Electronic – How does using UART reduce noise when doing wireless communication

picuartwireless

I am in the process of designing something that needs to do wireless communication across about 6 inches and control a servo. Since I do not have line of sight I am using some really cheap RF chips.

I am a noob at wireless so I threw some stuff together to just see what happens. I hooked up the RF transmitter to a pin on the PIC and wrote to it and then hooked up the RF receiver output to a servo and tried to move it around. This did not work but now I am trying to understand why. It works fine with no wireless comm.

After doing some reading I think it's because there is lots of interference. So I think the fix is to use some data transfer protocol like UART and read it on another PIC and then output to a servo. From what I read this allows me to distinguish my data from the noise. My question is, how does UART allow me to do this? I understand that UART is a way to convert parallel data to serial data with start and stop bits and then to turn it back into parallel to be used on the receiving end but how does this give me the ability to ignore noise? How are the start and stop bits distinguished from the noise?

Is there a way to just use some capacitors for filtering to avoid having any processing on the receiving end? It would be really nice if I could have just a simple circuit on the receiving end with receiver, filters and the servo without any PIC.

Thanks you!

Edit: The transmitter chip is FS1000A and the receiver is XY-MK-5V.

Best Answer

The FS1000A is a 433MHz OOK (On Off Keying) transmitter. It produces a continuous 433MHz carrier wave when the digital input signal is high (keyed 'ON'), and no carrier when the input is low (keyed 'OFF'). OOK is a form of Amplitude Modulation suitable for transmitting digital signals.

This transmission could be received with a simple tuned circuit and diode detector (ie. a 'crystal set') to recreate the original digital signal, but only at close range because RF signal strength drops off rapidly with distance (and the FS1000A only puts out a few milliwatts, so the range would be extremely short!).

Most users want more than a few cm of range, so the XY-MK-5V uses a simple but very effective superregenerative circuit, which has an inherent AGC (Automatic Gain Control) action that amplifies even extremely weak RF signals. However it has two problems:-

  1. when the RF signal is keyed OFF the receiver 'winds up the gain' trying to detect the nonexistent signal between the carrier wave pulses. If the carrier is OFF for too long then noise pulses will start to appear between the ON periods. When no signal is being transmitted the receiver's output is just a mess of noise.

  2. The output of a superregenerative detector is AC, so the 0-5V DC digital signal becomes an audio signal whose average DC voltage varies depending on the ratio of high to low pulse times. The XY-MK-5V has a data slicer which attempts to regenerate the digital signal, but it only works properly when the high/low ratio is not too far away from 50%.

Your servo pulse signal is high for 1~2ms and low for 18~19ms, an ON/OFF ratio of only 5~11%. This is probably too low for the data slicer to work reliably, and the long OFF time may be enough to cause noise as the receiver 'winds up the gain'. The end result is that your digital signal is not received cleanly.
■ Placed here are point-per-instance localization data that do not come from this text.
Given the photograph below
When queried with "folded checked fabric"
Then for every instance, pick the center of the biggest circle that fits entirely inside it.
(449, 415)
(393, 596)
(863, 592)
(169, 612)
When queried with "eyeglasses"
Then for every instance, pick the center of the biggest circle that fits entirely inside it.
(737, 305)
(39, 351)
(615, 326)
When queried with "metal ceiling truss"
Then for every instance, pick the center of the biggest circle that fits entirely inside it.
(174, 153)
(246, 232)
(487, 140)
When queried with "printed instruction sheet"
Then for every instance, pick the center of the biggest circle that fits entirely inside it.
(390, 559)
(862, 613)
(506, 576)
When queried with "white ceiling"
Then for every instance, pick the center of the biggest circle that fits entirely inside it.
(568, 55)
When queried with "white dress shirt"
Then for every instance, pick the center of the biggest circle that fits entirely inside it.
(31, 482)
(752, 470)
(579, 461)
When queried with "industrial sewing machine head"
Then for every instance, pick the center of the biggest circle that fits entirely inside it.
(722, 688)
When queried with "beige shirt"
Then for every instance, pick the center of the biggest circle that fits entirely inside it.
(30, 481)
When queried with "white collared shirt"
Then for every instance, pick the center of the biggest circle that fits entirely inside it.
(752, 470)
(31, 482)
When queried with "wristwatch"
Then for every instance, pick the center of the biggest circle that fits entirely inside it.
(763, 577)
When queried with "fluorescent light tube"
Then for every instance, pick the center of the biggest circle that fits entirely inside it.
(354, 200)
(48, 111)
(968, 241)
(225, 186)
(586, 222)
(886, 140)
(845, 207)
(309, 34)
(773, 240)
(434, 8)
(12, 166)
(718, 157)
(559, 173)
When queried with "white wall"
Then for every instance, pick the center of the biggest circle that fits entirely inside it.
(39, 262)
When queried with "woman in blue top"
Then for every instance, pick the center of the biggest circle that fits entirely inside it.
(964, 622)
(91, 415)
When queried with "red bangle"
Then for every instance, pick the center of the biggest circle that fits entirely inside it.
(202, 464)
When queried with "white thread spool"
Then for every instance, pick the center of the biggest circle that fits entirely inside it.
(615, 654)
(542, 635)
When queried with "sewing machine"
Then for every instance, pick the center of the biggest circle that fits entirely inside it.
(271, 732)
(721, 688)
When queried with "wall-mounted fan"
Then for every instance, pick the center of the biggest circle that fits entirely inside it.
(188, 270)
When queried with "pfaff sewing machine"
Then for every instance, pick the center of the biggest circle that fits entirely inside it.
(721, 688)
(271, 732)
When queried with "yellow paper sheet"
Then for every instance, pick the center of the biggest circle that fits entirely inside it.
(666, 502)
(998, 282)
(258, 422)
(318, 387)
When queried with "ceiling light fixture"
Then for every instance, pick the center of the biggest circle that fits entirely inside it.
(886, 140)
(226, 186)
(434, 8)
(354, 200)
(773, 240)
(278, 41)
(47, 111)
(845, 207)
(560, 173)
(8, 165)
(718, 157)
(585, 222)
To solve these problems you need to 'encode' the servo pulse into a digital signal whose average ON/OFF ratio is not too far way from 50% (to keep the data slicer happy) and with short times between pulses (to keep the receiver's AGC happy). Then at the receiving end you need to 'decode' it back to a 1~2ms servo pulse.

One simple way to do it might be to produce a 50% PWM signal whose period varies from 1 to 2ms. At the receiver you could use another PIC which measures the period and uses it to control its own servo pulse generator. (the reason for using period rather than pulse width is to avoid timing errors due to unequal pulse rise and fall times).

A more complicated protocol might send digital data via Manchester coding or some other rf friendly encoding scheme, with a corresponding decoder at the receiver. Digital data usually needs synchronization bits to identify where the data packets start and end, and more bits (parity/checksum/CRC) to detect and possibly correct errors. This can make the coding of digital data protocols quite complex.

A UART is designed to send and receive asynchronous serial data over wires. The data format is not normally RF friendly because the signal can spend long periods of time being high or low with no attempt to maintain a 50% average. This can be fixed by carefully selecting which data patterns to transmit, or by further encoding the output. However unless you need to transmit and receive a lot of digital data it might be easier to just 'bit-bang' your own protocol.

UARTS have a very basic error detection system which uses a 'parity' bit to check that the number of '1's in a byte is even or odd, and they can detect 'framing' errors caused by missing start and stop bits. However this is often not enough to trap all errors caused by RF noise.